Fico imaginando o que leva alguém a descrer, assim, do amor - ou de qualquer outro sentimento que dele se aproxime. Impressiona-me que um homem tão novo, ainda, se deixe entregar a tal negativismo, num tempo de tanta oferta e tanta procura. O que pode justificar a pessoa pensar assim?: - "Sofri demais, tô fora!"
Dia desses, indagando-lhe a razão por que se sente assim, sequer titubeou: - "Não tenho mais idade para me apaixonar!" (sic), acredite. Como se a paixão exigisse comprovação de idade, uma classificação etária ao contrário: Imprópria para maiores de 30 anos.

Como lembra a Martha Medeiros, numa crônica bem conhecida, tive dezoito anos. Tive vinte. Tive quarenta. Amei e fui amado em cada fase de minha vida. Já sofri por amor e achei que talvez nunca mais me apaixonasse. Mas, descrer da paixão, do amor, jamais. A idade, se é uma realidade que pode dificultar as coisas, traz consigo algumas vantagens. Inclusive em matéria de conquista, inclusive no jogo da sedução.
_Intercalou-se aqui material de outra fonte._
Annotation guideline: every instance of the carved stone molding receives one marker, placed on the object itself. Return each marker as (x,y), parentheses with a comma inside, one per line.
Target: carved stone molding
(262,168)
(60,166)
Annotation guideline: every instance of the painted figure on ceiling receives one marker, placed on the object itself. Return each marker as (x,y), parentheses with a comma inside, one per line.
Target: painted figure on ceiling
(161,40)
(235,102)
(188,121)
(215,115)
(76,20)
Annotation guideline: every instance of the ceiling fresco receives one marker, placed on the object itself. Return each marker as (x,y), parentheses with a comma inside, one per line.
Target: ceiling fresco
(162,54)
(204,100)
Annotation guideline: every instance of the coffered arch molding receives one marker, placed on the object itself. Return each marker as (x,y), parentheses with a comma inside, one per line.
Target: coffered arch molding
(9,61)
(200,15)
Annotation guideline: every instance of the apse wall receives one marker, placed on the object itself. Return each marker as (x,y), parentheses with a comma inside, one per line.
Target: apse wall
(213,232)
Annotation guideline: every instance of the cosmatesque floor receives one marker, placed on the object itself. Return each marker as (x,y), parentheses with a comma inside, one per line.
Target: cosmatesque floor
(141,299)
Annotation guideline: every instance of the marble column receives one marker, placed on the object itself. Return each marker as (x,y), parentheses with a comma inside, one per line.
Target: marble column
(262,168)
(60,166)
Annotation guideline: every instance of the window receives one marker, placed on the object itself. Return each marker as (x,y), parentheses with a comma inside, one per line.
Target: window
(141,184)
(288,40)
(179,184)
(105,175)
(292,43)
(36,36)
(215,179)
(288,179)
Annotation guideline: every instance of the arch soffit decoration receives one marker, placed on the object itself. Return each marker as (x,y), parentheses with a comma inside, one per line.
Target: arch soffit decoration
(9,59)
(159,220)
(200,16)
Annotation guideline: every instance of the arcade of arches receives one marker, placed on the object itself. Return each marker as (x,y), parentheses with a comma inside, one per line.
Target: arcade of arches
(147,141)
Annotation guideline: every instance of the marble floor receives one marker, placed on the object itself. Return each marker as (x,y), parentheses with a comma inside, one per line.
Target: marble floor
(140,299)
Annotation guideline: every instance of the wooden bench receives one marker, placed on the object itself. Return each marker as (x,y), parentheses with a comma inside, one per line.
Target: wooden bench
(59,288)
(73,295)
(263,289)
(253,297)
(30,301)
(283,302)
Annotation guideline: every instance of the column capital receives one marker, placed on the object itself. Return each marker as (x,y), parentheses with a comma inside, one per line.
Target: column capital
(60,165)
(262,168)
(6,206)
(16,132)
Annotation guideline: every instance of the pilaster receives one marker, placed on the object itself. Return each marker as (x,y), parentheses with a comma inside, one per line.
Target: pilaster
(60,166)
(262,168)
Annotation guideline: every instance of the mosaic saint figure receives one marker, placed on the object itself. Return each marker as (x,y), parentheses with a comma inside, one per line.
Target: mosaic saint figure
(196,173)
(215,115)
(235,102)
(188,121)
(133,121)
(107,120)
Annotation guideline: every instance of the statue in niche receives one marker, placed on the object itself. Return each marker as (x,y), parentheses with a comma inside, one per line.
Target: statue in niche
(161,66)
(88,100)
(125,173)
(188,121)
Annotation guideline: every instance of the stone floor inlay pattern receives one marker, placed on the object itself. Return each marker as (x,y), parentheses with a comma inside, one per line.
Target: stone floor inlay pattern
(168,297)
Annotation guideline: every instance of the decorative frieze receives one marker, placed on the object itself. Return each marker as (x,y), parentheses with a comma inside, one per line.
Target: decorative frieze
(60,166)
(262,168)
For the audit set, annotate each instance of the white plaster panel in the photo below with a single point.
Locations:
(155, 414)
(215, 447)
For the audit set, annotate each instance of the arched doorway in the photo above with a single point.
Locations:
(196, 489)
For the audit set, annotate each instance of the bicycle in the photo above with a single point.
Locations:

Dou a palavra à cronista: "Avançar envolve progresso. Avança-se não só em relação ao tempo, mas também em relação ao meio em que se vive, aos conceitos que nos são impostos. Avançando, nossa percepção do mundo é ampliada, nossa história de vida acaba se justificando e nos preparando para o que vem mais adiante." Perfeito, Martha.

É fato que a mídia, a publicidade, a tevê à frente, têm supervalorizado a geração saúde, a turma da 'barriga de tanquinho' e dos corpos sarados. É fato que a beleza física parece ainda imperar na sociedade de consumo. Daí a fechar os olhos para a contraface disso, vai um abismo de diferença. Via de regra, a mulher se tornou mais exigente e os parâmetros de avaliação são outros, além dos aparentes. E do homem, diga-se em tempo.

Ter 'idade avançada', fique atento, pode significar estar à frente, descobrir onde dormem as andorinhas ou saber como se assam as castanhas. Vai ver, cedo ou tarde, o meu amigo descrente encontrará o novo caminho, que haverá de levá-lo à mulher dos sonhos. "Daqui, deste posto avançado em que me encontro, diz a cronista, posso dizer que a gente ama muitas vezes e que a vida tem mais portas do que parece." Muitas delas entreabertas, é bom lembrar.